I had everything nice and organized but nothing worked and I stopped caring about it being pretty. It works, nothing shorts out and I'm happy lol.


----------



## grabo99 (Mar 13, 2022)

https://imgur.com/WzqjmmK


----------



## Feral Feline (Mar 13, 2022)

Love the name. 😸

I didn’t get any sound with the Imgur, I guess that was just show the rate LED — would love to hear it, if possible.


----------



## Chuck D. Bones (Mar 13, 2022)

grabo99 said:


> I had everything nice and organized but nothing worked and I stopped caring about it being pretty. It works, nothing shorts out and I'm happy lol.


That's what counts!  Nice combo.

Who can be the first to spot the typo in the Build Docs?


----------



## grabo99 (Mar 13, 2022)

Feral Feline said:


> Love the name. 😸
> 
> I didn’t get any sound with the Imgur, I guess that was just show the rate LED — would love to hear it, if possible.



This is the best I can do right now, too lazy to setup interface lol.


----------



## lhopkin2 (May 27, 2022)

grabo99 said:


> https://imgur.com/bnKeZ4H
> 
> 
> I had everything nice and organized but nothing worked and I stopped caring about it being pretty. It works, nothing shorts out and I'm happy lol.





grabo99 said:


> https://imgur.com/bnKeZ4H
> 
> 
> I had everything nice and organized but nothing worked and I stopped caring about it being pretty. It works, nothing shorts out and I'm happy lol.

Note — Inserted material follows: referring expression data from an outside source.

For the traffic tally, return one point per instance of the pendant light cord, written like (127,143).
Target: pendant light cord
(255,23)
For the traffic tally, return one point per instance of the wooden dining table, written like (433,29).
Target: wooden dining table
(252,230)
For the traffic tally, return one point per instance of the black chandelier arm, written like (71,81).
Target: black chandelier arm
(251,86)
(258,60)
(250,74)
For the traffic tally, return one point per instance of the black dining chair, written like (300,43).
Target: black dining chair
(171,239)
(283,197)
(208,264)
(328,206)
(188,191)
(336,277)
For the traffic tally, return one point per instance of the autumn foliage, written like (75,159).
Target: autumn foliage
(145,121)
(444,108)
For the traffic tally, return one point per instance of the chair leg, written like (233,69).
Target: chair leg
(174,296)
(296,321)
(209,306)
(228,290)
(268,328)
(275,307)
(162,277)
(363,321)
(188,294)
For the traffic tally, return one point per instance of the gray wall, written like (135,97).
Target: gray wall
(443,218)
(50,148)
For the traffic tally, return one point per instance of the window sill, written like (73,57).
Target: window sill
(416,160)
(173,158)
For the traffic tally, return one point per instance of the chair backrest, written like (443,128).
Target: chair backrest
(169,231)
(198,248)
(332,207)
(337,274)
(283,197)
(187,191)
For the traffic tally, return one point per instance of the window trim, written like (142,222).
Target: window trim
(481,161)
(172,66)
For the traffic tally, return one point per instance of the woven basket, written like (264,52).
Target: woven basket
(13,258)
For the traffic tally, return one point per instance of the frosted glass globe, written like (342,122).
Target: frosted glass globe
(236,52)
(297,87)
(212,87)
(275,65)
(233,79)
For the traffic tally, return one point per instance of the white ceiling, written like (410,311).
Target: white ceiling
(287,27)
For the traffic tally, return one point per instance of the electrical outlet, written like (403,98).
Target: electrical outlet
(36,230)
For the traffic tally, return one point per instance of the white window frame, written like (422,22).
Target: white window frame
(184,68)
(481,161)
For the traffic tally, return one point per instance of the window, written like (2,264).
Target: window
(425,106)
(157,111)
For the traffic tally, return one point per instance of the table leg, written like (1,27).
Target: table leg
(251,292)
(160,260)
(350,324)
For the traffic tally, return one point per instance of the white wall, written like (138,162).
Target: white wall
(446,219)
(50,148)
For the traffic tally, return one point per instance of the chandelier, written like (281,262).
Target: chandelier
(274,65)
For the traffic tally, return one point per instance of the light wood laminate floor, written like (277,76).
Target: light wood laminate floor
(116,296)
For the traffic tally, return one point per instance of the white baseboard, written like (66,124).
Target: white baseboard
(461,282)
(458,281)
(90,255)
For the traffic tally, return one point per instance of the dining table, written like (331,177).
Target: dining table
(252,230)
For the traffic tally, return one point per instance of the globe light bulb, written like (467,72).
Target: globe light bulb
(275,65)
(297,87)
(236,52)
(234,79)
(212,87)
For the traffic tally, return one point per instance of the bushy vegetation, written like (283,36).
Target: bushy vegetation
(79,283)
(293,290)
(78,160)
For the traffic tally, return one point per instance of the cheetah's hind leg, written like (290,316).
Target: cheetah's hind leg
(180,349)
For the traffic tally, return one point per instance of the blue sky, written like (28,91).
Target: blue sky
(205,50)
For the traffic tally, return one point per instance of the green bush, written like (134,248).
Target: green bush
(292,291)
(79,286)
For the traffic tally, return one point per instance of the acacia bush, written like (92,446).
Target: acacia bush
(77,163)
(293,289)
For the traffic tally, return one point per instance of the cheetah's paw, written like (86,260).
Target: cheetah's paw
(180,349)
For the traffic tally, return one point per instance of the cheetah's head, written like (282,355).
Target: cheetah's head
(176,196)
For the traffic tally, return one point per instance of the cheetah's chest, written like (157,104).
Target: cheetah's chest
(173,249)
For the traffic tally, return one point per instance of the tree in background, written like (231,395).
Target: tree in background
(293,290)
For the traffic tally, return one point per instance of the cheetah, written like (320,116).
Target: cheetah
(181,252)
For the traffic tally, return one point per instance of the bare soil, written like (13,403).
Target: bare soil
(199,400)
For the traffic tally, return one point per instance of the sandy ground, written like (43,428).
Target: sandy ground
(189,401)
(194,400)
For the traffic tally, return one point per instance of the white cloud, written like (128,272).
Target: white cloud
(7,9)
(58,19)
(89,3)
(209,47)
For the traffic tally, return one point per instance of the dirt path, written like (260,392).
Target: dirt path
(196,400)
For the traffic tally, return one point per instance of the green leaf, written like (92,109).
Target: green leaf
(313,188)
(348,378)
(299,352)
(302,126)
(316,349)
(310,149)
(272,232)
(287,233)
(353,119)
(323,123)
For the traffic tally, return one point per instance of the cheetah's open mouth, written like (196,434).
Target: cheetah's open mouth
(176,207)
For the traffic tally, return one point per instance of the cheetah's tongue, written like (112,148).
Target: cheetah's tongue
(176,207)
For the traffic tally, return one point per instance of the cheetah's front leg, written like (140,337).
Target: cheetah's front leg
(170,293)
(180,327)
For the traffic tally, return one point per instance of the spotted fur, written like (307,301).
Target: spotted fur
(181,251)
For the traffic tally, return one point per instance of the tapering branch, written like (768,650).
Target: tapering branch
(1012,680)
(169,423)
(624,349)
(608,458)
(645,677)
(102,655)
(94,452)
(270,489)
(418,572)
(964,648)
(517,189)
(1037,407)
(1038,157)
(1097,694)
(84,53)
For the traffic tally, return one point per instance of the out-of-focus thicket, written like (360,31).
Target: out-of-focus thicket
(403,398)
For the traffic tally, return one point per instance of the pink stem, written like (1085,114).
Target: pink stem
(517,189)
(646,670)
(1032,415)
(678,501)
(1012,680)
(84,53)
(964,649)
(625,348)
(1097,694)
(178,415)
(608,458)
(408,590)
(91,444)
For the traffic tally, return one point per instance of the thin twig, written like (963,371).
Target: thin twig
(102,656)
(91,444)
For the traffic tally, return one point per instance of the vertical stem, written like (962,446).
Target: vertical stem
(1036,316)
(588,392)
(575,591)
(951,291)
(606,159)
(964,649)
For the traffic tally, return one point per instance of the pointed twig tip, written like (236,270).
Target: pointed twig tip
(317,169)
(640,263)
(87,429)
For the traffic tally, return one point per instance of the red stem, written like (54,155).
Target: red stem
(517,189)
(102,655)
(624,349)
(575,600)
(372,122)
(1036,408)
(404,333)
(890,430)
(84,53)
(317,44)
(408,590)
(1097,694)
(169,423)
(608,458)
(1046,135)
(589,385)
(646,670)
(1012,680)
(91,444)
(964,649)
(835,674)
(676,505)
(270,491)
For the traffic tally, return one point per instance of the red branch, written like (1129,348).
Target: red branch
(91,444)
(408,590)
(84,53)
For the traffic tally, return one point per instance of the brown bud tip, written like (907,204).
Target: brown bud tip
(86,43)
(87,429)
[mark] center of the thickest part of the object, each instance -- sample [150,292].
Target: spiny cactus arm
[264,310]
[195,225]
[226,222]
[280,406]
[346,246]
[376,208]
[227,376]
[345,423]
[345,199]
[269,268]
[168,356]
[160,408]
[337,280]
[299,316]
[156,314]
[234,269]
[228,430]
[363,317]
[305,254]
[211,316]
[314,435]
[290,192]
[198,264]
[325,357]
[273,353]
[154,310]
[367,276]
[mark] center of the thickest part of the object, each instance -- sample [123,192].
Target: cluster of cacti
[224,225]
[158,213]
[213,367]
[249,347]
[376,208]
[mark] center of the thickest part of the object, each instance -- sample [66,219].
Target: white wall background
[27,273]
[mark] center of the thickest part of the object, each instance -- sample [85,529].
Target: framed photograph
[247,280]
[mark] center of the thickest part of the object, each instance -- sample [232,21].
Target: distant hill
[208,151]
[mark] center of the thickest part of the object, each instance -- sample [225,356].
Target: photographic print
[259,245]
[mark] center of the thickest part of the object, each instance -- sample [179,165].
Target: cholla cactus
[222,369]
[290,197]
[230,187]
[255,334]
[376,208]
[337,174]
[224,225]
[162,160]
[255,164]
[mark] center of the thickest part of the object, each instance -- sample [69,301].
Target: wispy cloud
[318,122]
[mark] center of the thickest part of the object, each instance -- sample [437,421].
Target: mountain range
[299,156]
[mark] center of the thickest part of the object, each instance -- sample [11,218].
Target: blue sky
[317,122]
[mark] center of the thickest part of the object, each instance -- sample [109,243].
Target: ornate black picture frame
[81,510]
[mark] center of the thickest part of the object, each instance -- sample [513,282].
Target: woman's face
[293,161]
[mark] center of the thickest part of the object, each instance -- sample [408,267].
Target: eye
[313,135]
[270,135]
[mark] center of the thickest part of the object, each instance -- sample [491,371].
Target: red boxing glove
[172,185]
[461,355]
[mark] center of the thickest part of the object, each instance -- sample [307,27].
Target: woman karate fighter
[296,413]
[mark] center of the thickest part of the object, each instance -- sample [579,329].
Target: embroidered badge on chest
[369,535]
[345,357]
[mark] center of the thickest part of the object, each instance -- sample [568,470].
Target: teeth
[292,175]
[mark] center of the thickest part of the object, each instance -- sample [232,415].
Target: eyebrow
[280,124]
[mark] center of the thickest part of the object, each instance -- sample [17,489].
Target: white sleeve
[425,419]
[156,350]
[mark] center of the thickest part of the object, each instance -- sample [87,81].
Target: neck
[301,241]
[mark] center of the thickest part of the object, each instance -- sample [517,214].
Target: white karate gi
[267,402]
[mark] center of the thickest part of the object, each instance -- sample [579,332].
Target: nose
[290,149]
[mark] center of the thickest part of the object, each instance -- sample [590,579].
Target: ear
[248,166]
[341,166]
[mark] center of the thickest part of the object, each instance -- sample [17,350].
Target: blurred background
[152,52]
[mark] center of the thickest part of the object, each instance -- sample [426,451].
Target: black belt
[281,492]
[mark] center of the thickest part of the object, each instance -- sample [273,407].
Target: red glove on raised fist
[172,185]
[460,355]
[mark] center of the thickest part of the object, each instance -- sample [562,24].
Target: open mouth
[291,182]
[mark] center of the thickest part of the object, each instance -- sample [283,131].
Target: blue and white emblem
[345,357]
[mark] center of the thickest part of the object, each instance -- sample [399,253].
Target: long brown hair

Thanks for the gut shot! Any chance you could explain how you wired the positive, negative, and ground wires? I just boxed up my first attempt at something similar but not getting any sound or lights from the LEDs. I’m familiar with the diagram on the site but it doesn’t include the +/- and ground:


----------



## grabo99 (May 27, 2022)

I put the two positive wires into the dc jack hole and same with the negative. For the ground, its just one wire going to the input/output jack for each pcb. Sorry if I understood wrong, I can give better answer later.


----------



## ADAOCE (May 27, 2022)

That reverb sounds excellent! Great idea for a dual pedal


----------



## lhopkin2 (May 27, 2022)

grabo99 said:


> I put the two positive wires into the dc jack hole and same with the negative. For the ground, its just one wire going to the input/output jack for each pcb. Sorry if I understood wrong, I can give better answer later.


You’re a hero, thanks so much!


----------